There appears to be two big camps when it comes to how modern-day panaeng curry is supposed to be: one camp prefers their panaeng saucier and more herbal1; one camp goes for a thicker, meatier, and sweeter panaeng with the taste of peanuts more prominent. These two seem to form the opposing ends of a spectrum on which the kinds of panaeng you’d find on the streets of, or at shophouse eateries in, Bangkok fall. This, of course, is entirely based on my own very unscientific observation.
I have always preferred the former since I grew up eating it both at home and at school,2 but I have in recent years come to embrace the richer, more Rendang-like panaeng which seems to be well liked among patrons of Thai restaurants in the US.
If you like the first type of panaeng, please check out my post on panaeng curry with pork and kabocha squash. However, if you like your panaeng more unctuous and nuttier, I believe this beef panaeng curry recipe would better suit your taste. No recipes will give you exactly what you get from your favorite restaurant, but this one should serve you well as a guide. You can always season it with fish sauce and palm sugar to taste; you can also adjust the consistency of the sauce to your liking.
Regardless of which version you prefer, having fresh kaffir lime leaves on hand is essential in creating good panaeng curry. Dried kaffir lime leaves just won’t do.
- 3 lbs beef, cut into 1.5-inch cubes (Use the kind of cut you’d use for pot roast, i.e. rich in collagen, somewhat fatty, and tough. Lean beef will only ruin the dish.)
- 1 13.5-ounce can of Chaokoh coconut milk
- ¼ to ½ cup (2 to 4 ounces) of Panaeng curry paste depending on your heat tolerance (I use Maesri, but any imported brand will do.)
- 3 tablespoons of natural, creamy, unsweetened peanut butter3 (I’ve found regular peanut butter to create an off taste and smell.)
- 6-7 fresh kaffir lime leaves, cut into very thin strips
- 1-2 red jalapeños, cut on a diagonal lengthwise
- Fish sauce
- Palm sugar
- In a saucepan, set over medium-high heat, heat up the coconut “head” (the thick part that rises to the top of the can) along with the curry paste, stirring constantly.
- When the mixture starts bubbling up around the edges and the coconut cream starts to separate, stop stirring and let it boil gently.
- Turn the heat up a little and add the beef.
- Stir to make sure the beef is all coated with the curry sauce.
- Add half of the coconut “tail” (the remaining thin, watery part) and just enough water to cover the beef.
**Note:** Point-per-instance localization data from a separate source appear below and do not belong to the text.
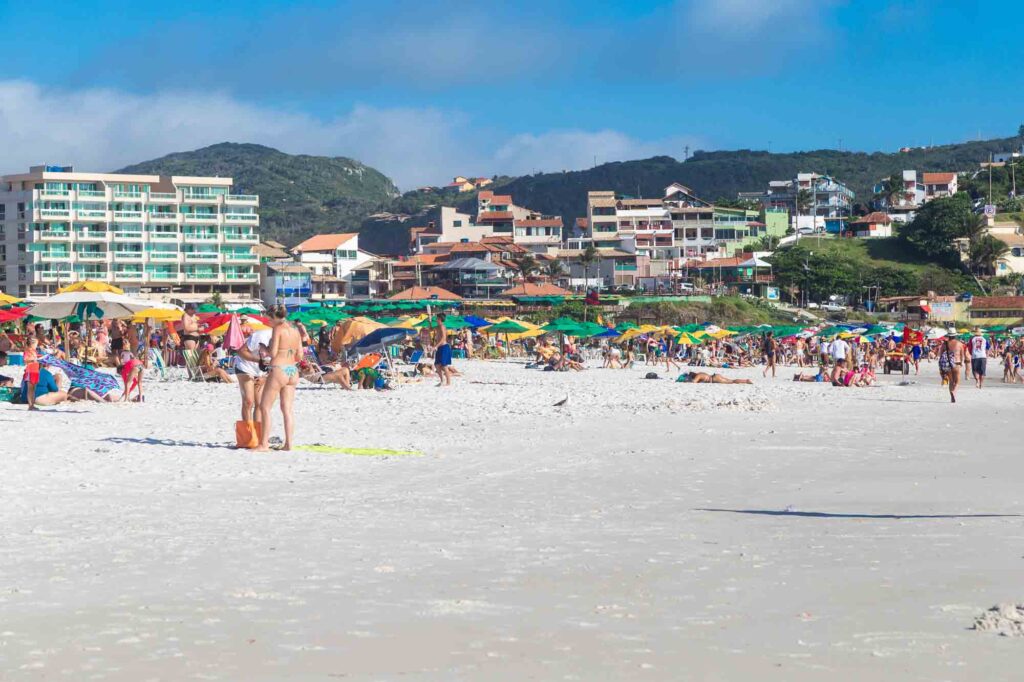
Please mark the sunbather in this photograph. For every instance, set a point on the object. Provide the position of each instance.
(705, 378)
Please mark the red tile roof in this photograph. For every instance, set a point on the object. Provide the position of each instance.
(494, 216)
(939, 178)
(871, 218)
(997, 303)
(419, 293)
(536, 289)
(326, 242)
(540, 222)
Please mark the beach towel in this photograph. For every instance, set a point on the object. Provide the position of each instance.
(81, 377)
(358, 452)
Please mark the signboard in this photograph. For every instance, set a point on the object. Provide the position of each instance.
(942, 310)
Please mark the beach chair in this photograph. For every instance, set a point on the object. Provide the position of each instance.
(157, 363)
(192, 366)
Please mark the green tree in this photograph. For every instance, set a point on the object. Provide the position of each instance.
(985, 254)
(937, 224)
(553, 269)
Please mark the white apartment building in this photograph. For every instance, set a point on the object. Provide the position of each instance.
(145, 233)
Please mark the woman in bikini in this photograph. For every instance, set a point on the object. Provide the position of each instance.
(283, 377)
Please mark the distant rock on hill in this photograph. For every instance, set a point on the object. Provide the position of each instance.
(300, 195)
(723, 174)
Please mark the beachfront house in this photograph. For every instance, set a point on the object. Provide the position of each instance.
(996, 309)
(872, 225)
(148, 235)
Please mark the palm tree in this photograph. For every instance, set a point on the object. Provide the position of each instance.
(986, 253)
(892, 189)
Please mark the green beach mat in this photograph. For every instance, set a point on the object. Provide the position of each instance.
(358, 452)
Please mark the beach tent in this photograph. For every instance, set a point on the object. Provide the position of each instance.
(352, 330)
(90, 286)
(13, 314)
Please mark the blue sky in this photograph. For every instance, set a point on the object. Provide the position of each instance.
(424, 91)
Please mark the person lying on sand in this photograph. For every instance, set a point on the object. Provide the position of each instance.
(811, 378)
(704, 378)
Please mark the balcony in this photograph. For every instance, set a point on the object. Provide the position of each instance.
(200, 199)
(54, 213)
(200, 217)
(242, 217)
(201, 238)
(165, 275)
(53, 236)
(165, 257)
(92, 214)
(205, 275)
(91, 256)
(164, 217)
(92, 236)
(202, 257)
- Add about ¼ cup of fish sauce and 1 tablespoon of chopped palm sugar to the pot and bring the whole thing to a boil.
- Immediately turn the heat down and let the curry simmer gently, covered, for 45-60 minutes. Check on it occasionally to make sure there’s no scorching on the bottom of the pot and that the beef is fully submerged in liquid (you may need to replenish the liquid with more water, bring the pot back to a boil and turn down the heat again to resume a gentle simmer).
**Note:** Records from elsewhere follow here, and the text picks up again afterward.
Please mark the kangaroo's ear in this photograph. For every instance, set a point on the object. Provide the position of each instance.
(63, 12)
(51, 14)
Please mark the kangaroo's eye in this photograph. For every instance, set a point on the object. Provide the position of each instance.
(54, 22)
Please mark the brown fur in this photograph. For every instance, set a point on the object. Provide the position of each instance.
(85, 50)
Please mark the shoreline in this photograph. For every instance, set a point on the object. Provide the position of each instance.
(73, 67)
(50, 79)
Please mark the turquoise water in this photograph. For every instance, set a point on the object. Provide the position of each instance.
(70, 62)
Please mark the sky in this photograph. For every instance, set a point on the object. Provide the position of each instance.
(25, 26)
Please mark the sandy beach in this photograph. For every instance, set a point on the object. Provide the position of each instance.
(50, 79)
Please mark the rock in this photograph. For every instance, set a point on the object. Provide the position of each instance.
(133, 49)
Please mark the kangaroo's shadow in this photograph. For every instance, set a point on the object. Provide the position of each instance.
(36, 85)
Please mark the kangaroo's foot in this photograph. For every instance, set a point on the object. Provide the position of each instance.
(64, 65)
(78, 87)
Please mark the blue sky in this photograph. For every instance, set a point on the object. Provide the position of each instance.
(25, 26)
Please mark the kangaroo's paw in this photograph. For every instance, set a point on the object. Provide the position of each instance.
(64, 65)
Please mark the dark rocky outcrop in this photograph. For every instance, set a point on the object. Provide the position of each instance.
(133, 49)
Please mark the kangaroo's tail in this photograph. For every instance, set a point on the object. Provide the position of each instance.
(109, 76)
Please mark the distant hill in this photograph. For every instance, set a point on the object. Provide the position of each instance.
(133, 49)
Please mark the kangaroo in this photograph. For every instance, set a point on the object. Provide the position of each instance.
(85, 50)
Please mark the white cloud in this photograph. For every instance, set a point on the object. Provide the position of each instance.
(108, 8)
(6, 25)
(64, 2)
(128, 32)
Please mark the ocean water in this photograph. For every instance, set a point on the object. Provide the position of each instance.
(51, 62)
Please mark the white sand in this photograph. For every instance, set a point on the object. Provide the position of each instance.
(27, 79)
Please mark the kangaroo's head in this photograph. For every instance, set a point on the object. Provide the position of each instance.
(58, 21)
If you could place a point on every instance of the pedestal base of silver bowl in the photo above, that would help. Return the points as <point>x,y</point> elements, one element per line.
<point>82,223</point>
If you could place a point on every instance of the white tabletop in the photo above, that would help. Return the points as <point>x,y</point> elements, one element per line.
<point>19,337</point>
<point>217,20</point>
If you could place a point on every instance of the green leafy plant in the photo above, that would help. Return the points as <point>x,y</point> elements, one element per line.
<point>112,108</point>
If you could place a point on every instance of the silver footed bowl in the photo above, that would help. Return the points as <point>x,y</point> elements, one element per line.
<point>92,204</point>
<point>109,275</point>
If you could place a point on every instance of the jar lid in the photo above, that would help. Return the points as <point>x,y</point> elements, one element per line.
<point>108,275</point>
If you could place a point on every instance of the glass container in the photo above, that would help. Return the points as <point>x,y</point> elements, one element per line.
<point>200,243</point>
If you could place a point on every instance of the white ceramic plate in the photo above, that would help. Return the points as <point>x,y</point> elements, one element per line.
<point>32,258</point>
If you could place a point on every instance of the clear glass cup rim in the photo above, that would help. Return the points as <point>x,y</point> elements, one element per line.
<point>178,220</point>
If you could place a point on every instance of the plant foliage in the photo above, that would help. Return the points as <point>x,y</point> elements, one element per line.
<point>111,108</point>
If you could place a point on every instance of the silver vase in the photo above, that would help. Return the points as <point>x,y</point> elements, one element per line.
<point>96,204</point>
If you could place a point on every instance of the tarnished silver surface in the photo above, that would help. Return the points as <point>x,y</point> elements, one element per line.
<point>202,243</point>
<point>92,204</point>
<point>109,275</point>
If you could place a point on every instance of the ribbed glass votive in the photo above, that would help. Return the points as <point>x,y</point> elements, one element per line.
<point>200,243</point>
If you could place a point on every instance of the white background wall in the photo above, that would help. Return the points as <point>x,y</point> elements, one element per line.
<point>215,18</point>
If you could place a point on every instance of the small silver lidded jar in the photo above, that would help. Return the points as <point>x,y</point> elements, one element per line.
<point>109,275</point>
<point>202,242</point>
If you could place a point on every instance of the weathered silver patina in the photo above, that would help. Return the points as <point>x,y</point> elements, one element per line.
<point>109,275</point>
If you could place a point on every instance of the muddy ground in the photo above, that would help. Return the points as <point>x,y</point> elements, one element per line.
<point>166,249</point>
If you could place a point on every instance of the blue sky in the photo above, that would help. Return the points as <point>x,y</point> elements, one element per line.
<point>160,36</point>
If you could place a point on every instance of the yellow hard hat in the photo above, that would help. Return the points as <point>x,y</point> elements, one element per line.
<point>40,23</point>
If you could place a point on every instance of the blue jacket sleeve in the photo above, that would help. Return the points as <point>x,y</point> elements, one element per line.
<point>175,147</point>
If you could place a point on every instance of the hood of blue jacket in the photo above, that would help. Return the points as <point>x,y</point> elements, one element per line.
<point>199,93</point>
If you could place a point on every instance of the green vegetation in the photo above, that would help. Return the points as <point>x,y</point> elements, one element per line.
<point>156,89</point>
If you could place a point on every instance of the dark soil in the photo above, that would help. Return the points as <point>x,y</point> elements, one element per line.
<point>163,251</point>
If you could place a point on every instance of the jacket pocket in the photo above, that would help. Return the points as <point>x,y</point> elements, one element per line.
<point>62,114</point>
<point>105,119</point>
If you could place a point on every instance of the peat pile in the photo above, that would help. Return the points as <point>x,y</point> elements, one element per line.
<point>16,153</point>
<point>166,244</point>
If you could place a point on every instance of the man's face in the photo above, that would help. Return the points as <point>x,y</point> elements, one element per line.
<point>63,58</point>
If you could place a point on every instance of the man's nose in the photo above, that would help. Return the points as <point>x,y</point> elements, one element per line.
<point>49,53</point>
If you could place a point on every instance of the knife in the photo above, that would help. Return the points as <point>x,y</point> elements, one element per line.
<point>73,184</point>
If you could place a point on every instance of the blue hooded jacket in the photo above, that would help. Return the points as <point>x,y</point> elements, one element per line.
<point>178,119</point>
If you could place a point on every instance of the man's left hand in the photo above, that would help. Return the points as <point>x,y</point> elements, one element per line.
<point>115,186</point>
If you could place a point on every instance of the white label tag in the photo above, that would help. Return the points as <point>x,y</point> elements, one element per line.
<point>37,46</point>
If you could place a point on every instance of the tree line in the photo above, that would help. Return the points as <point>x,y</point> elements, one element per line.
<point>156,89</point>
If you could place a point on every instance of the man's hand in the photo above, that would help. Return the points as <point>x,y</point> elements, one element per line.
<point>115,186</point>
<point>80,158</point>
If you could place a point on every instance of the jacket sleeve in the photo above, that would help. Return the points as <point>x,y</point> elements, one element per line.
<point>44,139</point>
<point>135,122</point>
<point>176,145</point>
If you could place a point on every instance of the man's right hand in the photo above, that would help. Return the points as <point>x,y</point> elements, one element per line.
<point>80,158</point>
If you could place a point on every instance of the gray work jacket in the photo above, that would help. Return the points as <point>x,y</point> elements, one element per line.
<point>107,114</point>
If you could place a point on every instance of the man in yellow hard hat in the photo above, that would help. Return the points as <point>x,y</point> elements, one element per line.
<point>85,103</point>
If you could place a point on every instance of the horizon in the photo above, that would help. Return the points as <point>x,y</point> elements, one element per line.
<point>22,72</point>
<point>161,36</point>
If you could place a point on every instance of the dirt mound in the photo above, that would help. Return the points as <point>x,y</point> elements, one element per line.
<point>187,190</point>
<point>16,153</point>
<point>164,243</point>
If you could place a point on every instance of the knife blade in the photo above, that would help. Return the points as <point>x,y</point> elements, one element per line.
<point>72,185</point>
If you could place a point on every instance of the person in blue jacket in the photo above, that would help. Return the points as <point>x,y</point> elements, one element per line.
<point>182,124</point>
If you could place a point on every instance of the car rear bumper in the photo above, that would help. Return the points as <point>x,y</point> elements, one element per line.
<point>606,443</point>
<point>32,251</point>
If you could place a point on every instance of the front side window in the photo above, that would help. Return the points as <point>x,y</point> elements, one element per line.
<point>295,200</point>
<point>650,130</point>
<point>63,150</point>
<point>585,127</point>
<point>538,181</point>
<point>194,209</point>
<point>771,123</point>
- After 45 minutes, check to see if the beef is tender enough. If not, simmer a bit more. If so, give it a stir, remove the lid, and let the braising liquid reduce down to desired consistency.
- Once that is achieved, stir in the peanut butter, half of the julienned kaffir lime leaves, and the red peppers. Correct the seasoning with more fish sauce and palm sugar as necessary; take the pot off the heat.
- Serve the curry, sprinkled with the remaining kaffir lime leaf strips, with steamed jasmine rice. Some like to top their plated panaeng with a dollop of coconut cream; I personally think the curry is rich enough as it is.
1 With Thai basil added to it in addition to the essential fresh kaffir lime leaves.
2 About once every two weeks or so, a mild and saucy panaeng curry with pork and sliced long beans showed up on the school’s lunch menu — one of my favorites.
3 You can also grind up some unsalted roasted peanuts, measure out 3 tablespoons, and use that in lieu of the natural peanut butter. They’re essentially the same thing, though.